24 En mijn woorden wekten hen enigszins op tot moed, zodat zij niet vluchtten voor de Lamanieten, maar hen onverschrokken weerstonden.
25 En het geschiedde dat wij met een leger van dertigduizend streden tegen een leger van vijftigduizend. En het geschiedde dat wij hen met zulk een vastberadenheid weerstonden, dat zij voor ons vluchtten.
26 En het geschiedde, toen zij op de vlucht waren geslagen, dat wij hen met onze legers achtervolgden en hen wederom aanvielen en hen versloegen; maar toch was de kracht van de Heer niet met ons; ja, wij waren aan onszelf overgelaten, zodat de Geest van de Heer niet in ons verbleef; daarom waren wij zwak geworden, gelijk onze broeders.

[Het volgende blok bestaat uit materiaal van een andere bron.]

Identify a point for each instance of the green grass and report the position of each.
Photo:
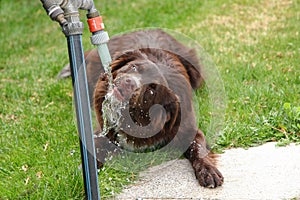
(255, 46)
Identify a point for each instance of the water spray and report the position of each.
(65, 12)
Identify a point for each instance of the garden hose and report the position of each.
(66, 13)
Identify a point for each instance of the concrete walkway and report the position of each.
(263, 172)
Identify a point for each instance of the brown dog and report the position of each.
(153, 78)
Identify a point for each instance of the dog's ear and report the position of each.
(121, 59)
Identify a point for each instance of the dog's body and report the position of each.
(155, 75)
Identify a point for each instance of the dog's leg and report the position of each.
(203, 163)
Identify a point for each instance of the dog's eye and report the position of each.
(134, 68)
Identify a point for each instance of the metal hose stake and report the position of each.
(66, 13)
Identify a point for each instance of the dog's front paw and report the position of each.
(209, 176)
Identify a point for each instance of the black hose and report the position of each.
(83, 115)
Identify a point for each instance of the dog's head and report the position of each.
(154, 85)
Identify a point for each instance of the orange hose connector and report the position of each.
(95, 24)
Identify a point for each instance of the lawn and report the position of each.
(255, 48)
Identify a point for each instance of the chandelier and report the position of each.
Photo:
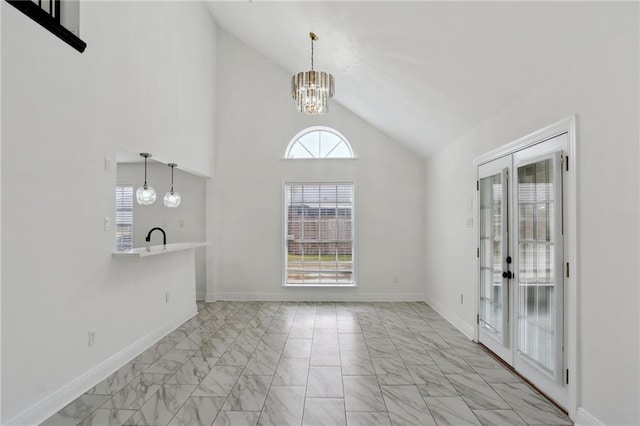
(312, 89)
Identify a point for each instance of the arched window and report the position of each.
(319, 142)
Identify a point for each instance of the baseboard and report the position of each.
(584, 418)
(56, 400)
(326, 296)
(463, 326)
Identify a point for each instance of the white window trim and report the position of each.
(354, 246)
(133, 186)
(312, 129)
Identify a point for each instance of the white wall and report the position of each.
(602, 90)
(257, 119)
(145, 83)
(184, 223)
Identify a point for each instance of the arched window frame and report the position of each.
(299, 135)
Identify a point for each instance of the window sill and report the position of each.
(35, 12)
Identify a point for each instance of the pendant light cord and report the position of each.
(172, 179)
(145, 172)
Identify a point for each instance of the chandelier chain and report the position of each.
(311, 53)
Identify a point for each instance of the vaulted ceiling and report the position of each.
(426, 73)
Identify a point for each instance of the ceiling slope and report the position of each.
(425, 73)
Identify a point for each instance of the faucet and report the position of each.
(164, 235)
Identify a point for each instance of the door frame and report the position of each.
(568, 126)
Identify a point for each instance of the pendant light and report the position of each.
(145, 194)
(172, 198)
(312, 89)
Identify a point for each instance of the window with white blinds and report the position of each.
(319, 234)
(124, 217)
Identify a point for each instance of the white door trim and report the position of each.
(567, 125)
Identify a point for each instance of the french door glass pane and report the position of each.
(491, 283)
(537, 277)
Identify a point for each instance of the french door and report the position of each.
(521, 296)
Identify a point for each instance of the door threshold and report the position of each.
(524, 379)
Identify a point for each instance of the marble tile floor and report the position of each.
(312, 364)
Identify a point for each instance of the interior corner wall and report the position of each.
(186, 223)
(256, 120)
(602, 90)
(146, 82)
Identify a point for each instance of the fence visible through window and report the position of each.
(319, 245)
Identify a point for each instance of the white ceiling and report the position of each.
(425, 73)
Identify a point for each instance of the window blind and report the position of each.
(319, 239)
(124, 217)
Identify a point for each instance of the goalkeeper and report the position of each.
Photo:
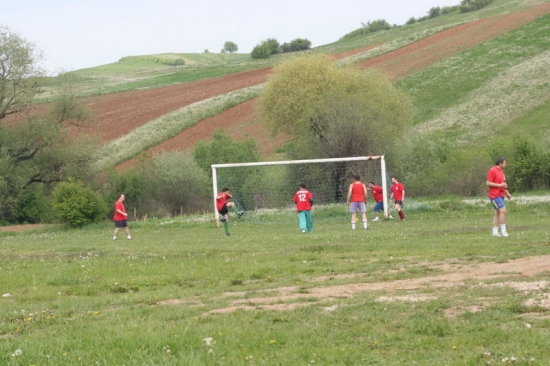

27 En mijn hart was bedroefd wegens deze grote ramp voor mijn volk ten gevolge van hun goddeloosheid en hun gruwelen. Maar zie, wij trokken op tegen de Lamanieten en de rovers van Gadianton, totdat wij onze erflanden wederom in bezit hadden genomen.
28 En het driehonderdnegenenveertigste jaar was verstreken. En in het driehonderdvijftigste jaar sloten wij een verdrag met de Lamanieten en de rovers van Gadianton, waarbij onze erflanden werden verdeeld.
29 En de Lamanieten gaven ons het noordelijke land, ja, tot aan de smalle doorgang die naar het zuidelijke land voerde. En wij gaven de Lamanieten het gehele zuidelijke land.